なにを話していたのか、悠太にはばれていないようだ。
「あー!」
と、ここで鈴村が大きな声をあげる。悠太は片眉をあげて「なに?」そう冷たく言った。いづきはいづきで大きな声にびっくりしたせいか縮こまっている。
「いたたたた、なんかお腹痛くなってきたなー」
「え?」
「俺トイレ寄ってから帰るからさ! 二人で先に帰っといて! じゃ!」
痛いと言ってお腹を押さえながらも、俊敏な動きでその場を後にする鈴村。いづきが呼びとめる声も完全にスルーされてしまった。
そう、これは鈴村から悠太に向けてのメッセージである。ただの浅い関係であれば伝わらないメッセージだが、鈴村と悠太は違う。
鈴村の読みどおりなにかを察した悠太は、いづきのように鈴村を止めはしなかった。
「鈴村ってお腹弱いよな」
「……」
「悠太?」
なにも言わない悠太を不思議に思い、顔を覗きこむ。悠太は困ったような、それでいてどこか楽しそうに小さな笑みを浮かべていた。
「どこか寄っていく?」
「……ええ!? そ、それってもしかして」
「デートだね」
「おお……」
耳まで真っ赤にして目を伏せるいづき。そんな露骨な反応をされるとこちらまで恥ずかしくなってくる、と悠太は軽く頬をかいた。
「行きたいとことかあるの?」
「うーん。そう言われると……」
いざどこに行きたいのかと聞かれるとすぐに出てこない。暫く考えこんでいたいづきだが、ふとなにかを思いだしたのか「あ」と声をあげた。
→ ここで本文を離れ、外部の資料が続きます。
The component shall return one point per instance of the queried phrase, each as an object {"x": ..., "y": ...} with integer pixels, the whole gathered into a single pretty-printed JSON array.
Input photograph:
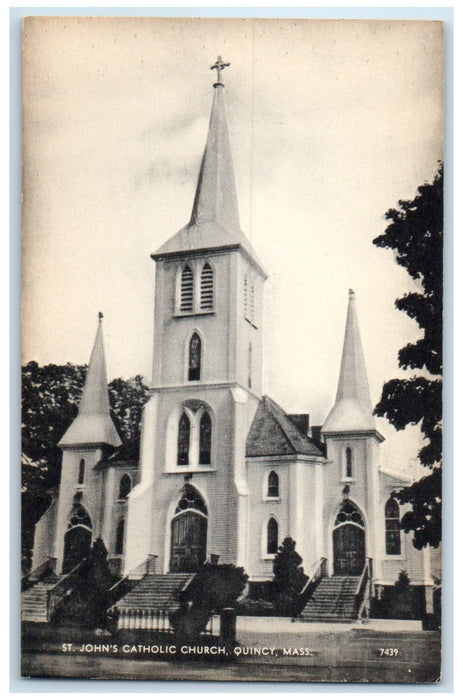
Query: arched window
[
  {"x": 392, "y": 516},
  {"x": 183, "y": 443},
  {"x": 120, "y": 537},
  {"x": 81, "y": 471},
  {"x": 207, "y": 287},
  {"x": 194, "y": 358},
  {"x": 273, "y": 487},
  {"x": 348, "y": 463},
  {"x": 272, "y": 536},
  {"x": 250, "y": 366},
  {"x": 186, "y": 289},
  {"x": 125, "y": 486},
  {"x": 205, "y": 434}
]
行きたいところが見つかったのだが、悠太的には微妙な場所だと思う。いづきは不安げに眉を下げて、悠太を見つめる。
「言ってみて」
「えーっと、パンケーキ屋さん」
「……」
パンケーキと聞いて真っ先に「女の子か」と思った。いづきは自分と違って甘いものが好きだから仕方がないのかもしれない。
自分は食べられないが、いづきが行きたいというなら行こうではないか。
悠太が「いいよ」と言うと、いづきの表情はぱあっと明るくなった。